Parameter structure: A dictionary with an entry "components" listing each of the proprioceptive components that should be calculated an included in the output. Valid components can be taken from the VALID_COMPONENTS
attribute. The output of the obs function is a simple flattened array of all these components.
We currently only have a simple implementation consisting of a gyro and accelerometer located in the head, providing full 3D rotation and acceleration. The output consists of those sensor readings directly, with no noise or filtering.
Parameter structure: A dictionary with an entry "sensors" listing the names of the sensors in the MuJoCo XML to use for the output. These must actually exist in the XMLs or an error will be raised.

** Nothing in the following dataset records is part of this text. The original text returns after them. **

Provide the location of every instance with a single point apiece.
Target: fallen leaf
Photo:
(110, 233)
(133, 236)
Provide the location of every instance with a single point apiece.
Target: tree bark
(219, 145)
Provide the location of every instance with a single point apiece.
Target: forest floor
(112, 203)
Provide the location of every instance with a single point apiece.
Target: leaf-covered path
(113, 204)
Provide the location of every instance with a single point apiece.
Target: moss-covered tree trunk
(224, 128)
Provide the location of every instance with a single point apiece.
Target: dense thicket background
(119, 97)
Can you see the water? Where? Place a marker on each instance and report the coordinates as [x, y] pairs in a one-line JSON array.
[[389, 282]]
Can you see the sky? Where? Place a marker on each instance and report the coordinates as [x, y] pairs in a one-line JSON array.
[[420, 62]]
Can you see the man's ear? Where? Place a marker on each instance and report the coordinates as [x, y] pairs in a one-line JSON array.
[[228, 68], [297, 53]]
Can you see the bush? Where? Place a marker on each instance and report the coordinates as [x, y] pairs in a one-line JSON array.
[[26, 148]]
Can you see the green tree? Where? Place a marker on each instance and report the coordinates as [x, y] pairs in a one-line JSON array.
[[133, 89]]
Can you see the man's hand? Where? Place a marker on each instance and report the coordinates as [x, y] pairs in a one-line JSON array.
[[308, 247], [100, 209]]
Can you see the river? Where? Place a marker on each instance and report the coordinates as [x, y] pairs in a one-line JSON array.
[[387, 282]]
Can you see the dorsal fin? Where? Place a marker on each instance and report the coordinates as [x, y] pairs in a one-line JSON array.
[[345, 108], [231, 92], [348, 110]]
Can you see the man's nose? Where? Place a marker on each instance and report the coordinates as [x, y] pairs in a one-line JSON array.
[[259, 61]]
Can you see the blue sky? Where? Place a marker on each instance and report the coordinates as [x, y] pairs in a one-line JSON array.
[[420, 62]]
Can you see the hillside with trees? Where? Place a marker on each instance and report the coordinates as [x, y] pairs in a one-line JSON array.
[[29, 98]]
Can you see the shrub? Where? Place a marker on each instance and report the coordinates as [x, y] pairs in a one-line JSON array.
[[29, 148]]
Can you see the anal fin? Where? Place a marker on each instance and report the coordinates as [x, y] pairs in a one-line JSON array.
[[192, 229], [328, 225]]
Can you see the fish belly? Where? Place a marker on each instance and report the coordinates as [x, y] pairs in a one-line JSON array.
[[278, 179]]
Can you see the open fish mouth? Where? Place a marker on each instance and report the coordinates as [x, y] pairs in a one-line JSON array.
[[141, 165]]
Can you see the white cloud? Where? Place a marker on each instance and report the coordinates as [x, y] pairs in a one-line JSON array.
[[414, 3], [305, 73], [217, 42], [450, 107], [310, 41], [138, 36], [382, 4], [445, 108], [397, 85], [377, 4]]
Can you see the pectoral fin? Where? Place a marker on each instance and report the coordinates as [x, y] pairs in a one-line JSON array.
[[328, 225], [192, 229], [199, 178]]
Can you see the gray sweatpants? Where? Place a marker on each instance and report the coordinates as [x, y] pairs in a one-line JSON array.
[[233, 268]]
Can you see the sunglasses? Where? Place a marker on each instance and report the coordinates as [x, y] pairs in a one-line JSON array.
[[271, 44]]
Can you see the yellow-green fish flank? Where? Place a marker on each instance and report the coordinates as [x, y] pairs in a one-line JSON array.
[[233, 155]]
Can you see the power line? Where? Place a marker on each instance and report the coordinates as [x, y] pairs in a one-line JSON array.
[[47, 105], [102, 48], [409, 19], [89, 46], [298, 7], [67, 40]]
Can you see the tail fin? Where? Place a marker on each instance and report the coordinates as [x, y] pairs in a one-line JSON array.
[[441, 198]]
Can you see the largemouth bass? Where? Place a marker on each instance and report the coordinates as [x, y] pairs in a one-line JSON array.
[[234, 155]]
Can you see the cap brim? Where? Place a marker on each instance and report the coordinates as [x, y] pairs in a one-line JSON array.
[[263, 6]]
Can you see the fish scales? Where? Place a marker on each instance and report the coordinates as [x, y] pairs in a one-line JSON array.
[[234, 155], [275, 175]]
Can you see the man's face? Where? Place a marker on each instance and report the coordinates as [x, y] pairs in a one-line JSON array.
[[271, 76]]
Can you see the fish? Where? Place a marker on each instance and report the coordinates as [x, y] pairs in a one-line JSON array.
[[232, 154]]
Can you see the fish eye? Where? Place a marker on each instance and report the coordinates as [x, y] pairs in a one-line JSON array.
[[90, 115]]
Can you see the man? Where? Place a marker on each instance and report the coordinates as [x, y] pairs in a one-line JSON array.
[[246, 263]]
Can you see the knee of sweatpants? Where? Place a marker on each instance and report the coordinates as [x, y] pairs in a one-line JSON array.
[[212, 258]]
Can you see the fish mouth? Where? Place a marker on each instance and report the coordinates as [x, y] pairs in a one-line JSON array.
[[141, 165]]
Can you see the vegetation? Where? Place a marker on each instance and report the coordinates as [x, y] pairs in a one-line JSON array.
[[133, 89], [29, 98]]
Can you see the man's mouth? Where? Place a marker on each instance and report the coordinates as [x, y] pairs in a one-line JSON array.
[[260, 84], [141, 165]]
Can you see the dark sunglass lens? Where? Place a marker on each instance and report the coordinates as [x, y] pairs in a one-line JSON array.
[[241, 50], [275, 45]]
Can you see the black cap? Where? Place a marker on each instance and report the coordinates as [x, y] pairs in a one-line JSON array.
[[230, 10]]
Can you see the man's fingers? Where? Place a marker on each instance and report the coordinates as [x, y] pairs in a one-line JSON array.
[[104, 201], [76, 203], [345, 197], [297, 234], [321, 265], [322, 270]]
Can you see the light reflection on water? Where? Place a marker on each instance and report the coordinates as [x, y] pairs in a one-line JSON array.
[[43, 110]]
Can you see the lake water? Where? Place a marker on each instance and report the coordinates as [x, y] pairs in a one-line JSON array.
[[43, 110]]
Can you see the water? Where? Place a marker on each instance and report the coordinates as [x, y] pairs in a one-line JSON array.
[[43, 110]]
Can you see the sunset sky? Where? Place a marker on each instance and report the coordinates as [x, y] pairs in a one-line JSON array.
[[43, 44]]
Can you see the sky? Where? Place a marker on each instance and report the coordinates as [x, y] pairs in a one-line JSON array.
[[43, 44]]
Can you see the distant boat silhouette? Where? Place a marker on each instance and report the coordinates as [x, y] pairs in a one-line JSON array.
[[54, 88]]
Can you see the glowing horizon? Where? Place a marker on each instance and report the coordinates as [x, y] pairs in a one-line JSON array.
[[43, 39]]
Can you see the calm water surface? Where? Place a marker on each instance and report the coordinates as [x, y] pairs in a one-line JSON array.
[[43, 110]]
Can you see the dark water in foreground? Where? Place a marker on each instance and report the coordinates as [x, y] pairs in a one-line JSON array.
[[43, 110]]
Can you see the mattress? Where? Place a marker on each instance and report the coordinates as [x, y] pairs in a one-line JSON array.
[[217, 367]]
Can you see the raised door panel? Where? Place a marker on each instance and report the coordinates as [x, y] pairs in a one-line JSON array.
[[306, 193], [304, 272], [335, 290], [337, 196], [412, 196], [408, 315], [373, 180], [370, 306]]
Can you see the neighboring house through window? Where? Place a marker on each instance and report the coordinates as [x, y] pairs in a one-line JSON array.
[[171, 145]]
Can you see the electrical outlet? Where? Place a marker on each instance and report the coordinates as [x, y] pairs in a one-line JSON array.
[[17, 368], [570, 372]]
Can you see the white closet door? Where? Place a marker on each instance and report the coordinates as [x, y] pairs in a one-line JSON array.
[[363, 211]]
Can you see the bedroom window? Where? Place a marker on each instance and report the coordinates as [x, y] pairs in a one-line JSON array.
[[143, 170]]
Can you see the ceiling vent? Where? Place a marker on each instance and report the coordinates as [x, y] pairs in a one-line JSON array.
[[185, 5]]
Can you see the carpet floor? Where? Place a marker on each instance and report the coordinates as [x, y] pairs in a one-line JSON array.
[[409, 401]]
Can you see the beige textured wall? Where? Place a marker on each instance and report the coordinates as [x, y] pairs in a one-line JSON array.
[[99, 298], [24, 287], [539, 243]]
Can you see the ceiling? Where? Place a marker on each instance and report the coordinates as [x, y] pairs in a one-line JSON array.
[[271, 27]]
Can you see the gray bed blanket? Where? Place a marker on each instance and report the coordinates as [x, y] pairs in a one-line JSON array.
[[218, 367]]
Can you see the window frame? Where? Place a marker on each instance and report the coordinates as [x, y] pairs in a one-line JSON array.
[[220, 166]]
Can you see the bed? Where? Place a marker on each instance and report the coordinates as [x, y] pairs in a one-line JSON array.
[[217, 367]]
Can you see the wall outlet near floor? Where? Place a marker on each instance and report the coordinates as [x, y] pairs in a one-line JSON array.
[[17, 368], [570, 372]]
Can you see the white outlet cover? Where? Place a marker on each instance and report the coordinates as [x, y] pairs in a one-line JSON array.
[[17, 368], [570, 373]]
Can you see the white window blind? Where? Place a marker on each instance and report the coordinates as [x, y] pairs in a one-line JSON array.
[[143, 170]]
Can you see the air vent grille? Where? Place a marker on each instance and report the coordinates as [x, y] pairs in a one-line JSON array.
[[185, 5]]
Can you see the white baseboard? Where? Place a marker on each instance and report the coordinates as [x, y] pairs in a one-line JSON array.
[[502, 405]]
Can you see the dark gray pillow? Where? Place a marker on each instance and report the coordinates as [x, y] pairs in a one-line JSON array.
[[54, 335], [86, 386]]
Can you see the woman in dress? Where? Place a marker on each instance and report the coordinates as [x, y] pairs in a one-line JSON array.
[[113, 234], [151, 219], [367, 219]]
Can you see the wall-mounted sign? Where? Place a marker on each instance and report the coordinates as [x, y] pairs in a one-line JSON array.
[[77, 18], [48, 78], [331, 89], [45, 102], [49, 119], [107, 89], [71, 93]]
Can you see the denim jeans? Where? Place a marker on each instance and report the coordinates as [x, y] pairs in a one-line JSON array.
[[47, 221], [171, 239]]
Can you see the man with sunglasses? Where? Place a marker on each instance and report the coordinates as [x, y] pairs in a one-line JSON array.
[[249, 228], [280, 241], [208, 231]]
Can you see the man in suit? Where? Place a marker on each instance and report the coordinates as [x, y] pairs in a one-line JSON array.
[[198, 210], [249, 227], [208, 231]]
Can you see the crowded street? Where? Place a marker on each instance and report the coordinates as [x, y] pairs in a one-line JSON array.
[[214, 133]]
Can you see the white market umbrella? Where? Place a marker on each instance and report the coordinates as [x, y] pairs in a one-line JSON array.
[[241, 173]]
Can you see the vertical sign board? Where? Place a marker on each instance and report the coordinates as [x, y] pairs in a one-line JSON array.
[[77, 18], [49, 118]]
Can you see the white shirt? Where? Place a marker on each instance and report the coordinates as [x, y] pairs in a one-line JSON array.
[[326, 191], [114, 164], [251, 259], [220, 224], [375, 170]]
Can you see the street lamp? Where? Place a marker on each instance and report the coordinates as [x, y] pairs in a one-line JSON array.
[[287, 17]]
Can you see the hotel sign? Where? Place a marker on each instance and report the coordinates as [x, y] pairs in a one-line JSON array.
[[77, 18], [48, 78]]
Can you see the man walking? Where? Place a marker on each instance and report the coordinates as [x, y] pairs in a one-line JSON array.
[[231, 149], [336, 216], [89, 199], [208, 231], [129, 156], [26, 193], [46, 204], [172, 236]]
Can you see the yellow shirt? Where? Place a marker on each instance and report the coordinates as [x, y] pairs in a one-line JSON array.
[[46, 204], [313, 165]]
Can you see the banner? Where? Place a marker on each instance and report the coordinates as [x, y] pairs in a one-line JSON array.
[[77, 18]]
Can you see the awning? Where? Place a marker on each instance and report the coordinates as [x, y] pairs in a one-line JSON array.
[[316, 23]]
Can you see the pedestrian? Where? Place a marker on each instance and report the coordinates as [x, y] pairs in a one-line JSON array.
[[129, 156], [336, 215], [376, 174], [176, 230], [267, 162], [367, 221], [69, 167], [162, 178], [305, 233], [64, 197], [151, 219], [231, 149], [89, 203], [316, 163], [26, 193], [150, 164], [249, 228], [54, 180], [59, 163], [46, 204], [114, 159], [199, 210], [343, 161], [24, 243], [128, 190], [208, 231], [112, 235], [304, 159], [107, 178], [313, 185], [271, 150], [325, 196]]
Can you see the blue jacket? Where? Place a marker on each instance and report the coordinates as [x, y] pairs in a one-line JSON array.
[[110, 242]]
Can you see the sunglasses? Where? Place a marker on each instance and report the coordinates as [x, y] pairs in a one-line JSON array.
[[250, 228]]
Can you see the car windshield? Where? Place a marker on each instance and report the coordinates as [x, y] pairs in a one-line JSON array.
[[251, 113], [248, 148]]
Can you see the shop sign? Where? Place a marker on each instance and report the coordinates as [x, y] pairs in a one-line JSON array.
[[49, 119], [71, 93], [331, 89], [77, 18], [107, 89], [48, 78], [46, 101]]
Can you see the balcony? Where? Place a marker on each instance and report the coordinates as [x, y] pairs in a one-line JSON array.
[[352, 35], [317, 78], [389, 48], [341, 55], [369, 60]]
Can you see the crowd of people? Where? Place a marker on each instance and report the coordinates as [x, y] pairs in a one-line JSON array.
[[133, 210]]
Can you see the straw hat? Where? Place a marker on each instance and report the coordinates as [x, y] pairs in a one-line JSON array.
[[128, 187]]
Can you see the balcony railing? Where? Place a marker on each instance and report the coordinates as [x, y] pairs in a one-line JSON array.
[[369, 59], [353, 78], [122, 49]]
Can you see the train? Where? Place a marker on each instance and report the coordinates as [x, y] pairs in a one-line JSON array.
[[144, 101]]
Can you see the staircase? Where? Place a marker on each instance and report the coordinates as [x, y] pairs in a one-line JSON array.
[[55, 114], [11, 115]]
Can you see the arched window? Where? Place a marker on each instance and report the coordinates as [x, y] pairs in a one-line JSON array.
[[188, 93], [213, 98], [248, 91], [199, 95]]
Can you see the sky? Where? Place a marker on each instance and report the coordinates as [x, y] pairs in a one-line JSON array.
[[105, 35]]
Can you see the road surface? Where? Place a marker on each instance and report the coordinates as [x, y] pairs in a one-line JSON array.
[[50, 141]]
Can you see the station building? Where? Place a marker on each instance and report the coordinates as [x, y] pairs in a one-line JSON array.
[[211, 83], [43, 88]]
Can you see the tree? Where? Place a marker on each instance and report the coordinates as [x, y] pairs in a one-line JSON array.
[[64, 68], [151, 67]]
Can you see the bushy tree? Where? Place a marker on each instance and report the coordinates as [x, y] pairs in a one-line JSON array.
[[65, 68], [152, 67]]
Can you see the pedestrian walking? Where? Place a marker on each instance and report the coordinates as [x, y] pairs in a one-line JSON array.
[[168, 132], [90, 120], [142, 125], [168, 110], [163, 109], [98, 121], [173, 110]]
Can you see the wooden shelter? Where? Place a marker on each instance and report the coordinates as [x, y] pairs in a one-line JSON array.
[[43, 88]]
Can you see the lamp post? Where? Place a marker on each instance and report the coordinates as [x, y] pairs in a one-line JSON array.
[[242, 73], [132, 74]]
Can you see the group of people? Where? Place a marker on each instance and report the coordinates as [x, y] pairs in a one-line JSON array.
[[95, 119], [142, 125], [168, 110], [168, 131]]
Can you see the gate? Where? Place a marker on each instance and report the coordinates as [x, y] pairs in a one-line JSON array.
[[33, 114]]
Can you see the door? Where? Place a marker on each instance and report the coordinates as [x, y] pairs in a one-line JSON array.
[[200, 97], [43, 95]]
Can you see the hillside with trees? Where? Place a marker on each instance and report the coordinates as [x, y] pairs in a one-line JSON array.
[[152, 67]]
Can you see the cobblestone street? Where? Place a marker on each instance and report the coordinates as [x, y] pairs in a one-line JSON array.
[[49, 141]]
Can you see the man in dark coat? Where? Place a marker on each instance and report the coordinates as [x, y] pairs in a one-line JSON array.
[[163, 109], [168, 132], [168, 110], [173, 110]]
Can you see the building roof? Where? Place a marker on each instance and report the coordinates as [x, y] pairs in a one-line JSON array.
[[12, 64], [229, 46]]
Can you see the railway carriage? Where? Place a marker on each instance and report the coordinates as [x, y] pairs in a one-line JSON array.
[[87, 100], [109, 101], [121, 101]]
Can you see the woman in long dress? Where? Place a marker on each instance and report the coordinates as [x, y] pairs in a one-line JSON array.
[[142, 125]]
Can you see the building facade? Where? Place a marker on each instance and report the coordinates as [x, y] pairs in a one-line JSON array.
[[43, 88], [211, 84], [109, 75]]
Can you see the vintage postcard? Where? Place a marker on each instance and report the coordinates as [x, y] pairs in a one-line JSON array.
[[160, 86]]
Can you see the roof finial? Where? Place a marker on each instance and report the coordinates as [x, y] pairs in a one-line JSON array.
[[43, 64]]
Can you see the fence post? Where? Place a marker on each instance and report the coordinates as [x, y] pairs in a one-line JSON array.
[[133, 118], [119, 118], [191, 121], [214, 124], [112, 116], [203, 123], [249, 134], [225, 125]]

The current implementation consists of two cameras located at the eyes with which images can be rendered. The vertical fov is set at a fixed 60°, with the horizontal adjusted based on the rendering resolution. All of the cameras listed in the configuration are rendered at their defined resolution and then put into their own separate entry in the observation dictionary named after the camera.
Parameter structure: A dictionary as below, with the camera names in the XML as keys and values which define the rendering resolution.
{
"eye_left": {"width": 256, "height": 256},
"eye_right": {"width": 256, "height": 256},
}
We provide several sample environments with some simple tasks for demonstration purposes. These come with both an openAI environment in mimoEnv/envs
as well as simple training scripts using stable-baselines3, in mimoEnv
. These environments include:
reach
- A stripped down version where MIMo is tasked with reaching for a ball hovering in front of him. By default only the proprioceptive sensors are used. MIMo can only move his right arm and his head is manually fixed to track the ball. The initial position of both the ball and MIMo is slightly randomized.standup
- MIMo is tasked with standing up. At the start he is in a low crouch with his hands gripping the bars of a crib. Proprioception and the vestibular sensors are included by default.test
- This is a simple dummy environment set up to demonstrate and visualize most of the sensor modalities. MIMo is set to fall from a short height. During this, the visual and haptic outputs are rendered and saved to hard drive.